We slip back into the hallway, and I quickly lock the door behind us. Room 205 is just two doors down.
“One more,” I whisper.
No! Chip’s meow hits a frequency only dogs can hear. We’ve pushed our luck enough! The universe is going to punish us! We’re going to get caught by Bizzy or Sherlock, or worse, that terrifying housekeeper with the crazy eyes!
But I’m already unlocking Savvy’s door.
The scent hits us first—it’s like someone detonated a perfume bomb in a flower shop that was inside another flower shop.
Sweet cheese and crackers, Chip gasps. It smells like a rainbow blew up in here.
Savvy’s room is... well, it’s something. Every surface is covered with cosmetics. The dresser looks like Sephora exploded and had babies with Ulta. There are enough bottles, tubes, and compacts to supply a Broadway musical for a year.
Is that a curling iron or a medieval torture device? Fish asks, eyeing a particularly elaborate styling tool.
Why does she have forty-seven lipsticks? Chip wonders, accidentally knocking over a tower of eyeshadow palettes with his tail. Nobody has that many lips!
I catch the palettes before they hit the ground, my heart stopping for a full second. A quick search through drawers reveals nothing but more beauty products, hair accessories that could double as weapons, and enough face masks to mummify a small army.
Nothing incriminating here, Fish observes. Unless excessive grooming is a crime.
Can we PLEASE leave now? Chip begs. I’m too young and fluffy to have a criminal record!
We’re just stepping back into the hallway when—
“Josie?”
I freeze. Bizzy stands at the end of the hall, holding a stack of fresh towels and wearing an expression that says she knows exactly what I’ve been doing.
WE’RE GOING TO JAIL! Chip wails.
Play it cool, Fish advises. Pretend we’re supposed to be here. I practically own the place.
“Oh, hey Bizzy!” I say brightly, trying to look like someone who definitely wasn’t just committing misdemeanors. “Just... checking to make sure the rooms are up to standard! You know, owner stuff!”

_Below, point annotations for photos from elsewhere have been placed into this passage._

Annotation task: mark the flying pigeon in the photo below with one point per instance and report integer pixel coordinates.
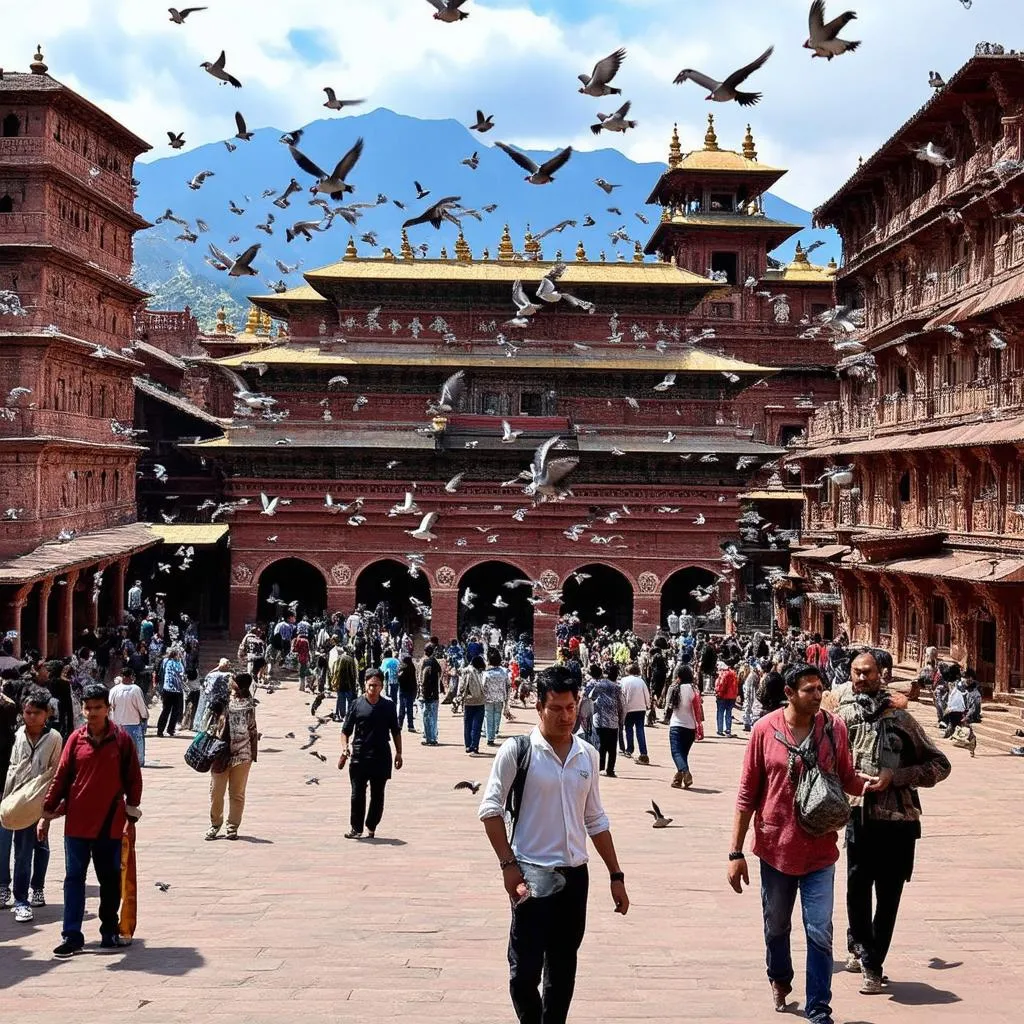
(482, 123)
(539, 175)
(596, 84)
(216, 69)
(722, 92)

“Uh-huh.” Bizzy’s lips twitch as I hand her the keycard. “Find anything interesting in your... inspection?”
“Delora’s room is suspiciously clean, and Savvy has enough makeup to paint the entire theme park,” I admit.
“That sounds about right,” Bizzy nods. “For future reference, maybe just ask me? I have master keys for a reason. Also, poor Chippy looks as if he’s about to have a nervous breakdown.”

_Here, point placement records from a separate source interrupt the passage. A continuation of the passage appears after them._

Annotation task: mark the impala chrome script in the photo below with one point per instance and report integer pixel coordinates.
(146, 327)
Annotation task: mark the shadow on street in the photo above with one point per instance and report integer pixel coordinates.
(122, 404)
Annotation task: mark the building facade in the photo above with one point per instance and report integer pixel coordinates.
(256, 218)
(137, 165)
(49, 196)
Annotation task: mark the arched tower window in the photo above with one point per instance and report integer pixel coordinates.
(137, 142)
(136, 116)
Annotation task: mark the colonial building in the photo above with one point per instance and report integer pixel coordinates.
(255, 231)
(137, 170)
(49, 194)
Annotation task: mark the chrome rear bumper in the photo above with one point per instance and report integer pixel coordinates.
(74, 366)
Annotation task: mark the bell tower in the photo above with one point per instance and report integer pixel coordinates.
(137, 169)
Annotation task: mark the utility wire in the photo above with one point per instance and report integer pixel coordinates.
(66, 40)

I am having a nervous breakdown! Chip confirms. I can feel my nine lives flashing before my eyes, and I’m not even at my expiration date! I still have at least eight lives to go!

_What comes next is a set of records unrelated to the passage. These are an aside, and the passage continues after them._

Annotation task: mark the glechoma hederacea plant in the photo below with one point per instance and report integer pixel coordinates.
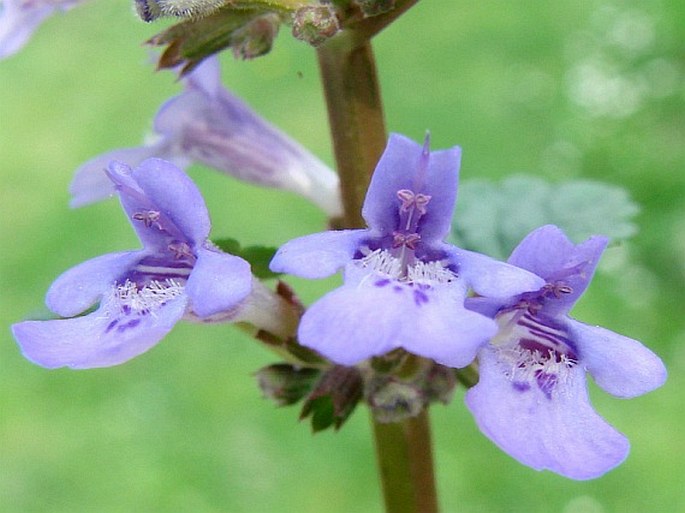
(415, 315)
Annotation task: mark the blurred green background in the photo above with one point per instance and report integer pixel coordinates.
(558, 89)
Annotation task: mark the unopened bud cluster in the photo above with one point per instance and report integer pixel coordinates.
(314, 24)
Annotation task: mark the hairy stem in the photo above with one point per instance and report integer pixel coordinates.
(405, 460)
(355, 112)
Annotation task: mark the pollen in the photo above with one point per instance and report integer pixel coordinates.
(130, 299)
(383, 262)
(430, 272)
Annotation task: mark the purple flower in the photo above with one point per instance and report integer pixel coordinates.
(141, 294)
(209, 125)
(20, 18)
(403, 286)
(531, 399)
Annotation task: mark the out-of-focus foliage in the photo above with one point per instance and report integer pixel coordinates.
(493, 218)
(564, 90)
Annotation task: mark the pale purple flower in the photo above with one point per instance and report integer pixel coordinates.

“Sorry,” I mutter. “Investigation instincts got the better of me.”
“Just don’t let it happen again,” Bizzy says, but she’s grinning. “Also, Delora’s due back in twenty minutes, so you might want to relocate your crime scene.”
We scurry away with the speed of people who’ve definitely been up to something, Chip muttering about criminal records and Fish critiquing my key card-swiping technique.
Next time, Fish suggests, maybe we should just ask the suspects directly. It would be less stressful for Captain Anxiety here.
There’s going to be a NEXT TIME? Chip squeaks.
There probably will be, but I don’t have the heart to tell him.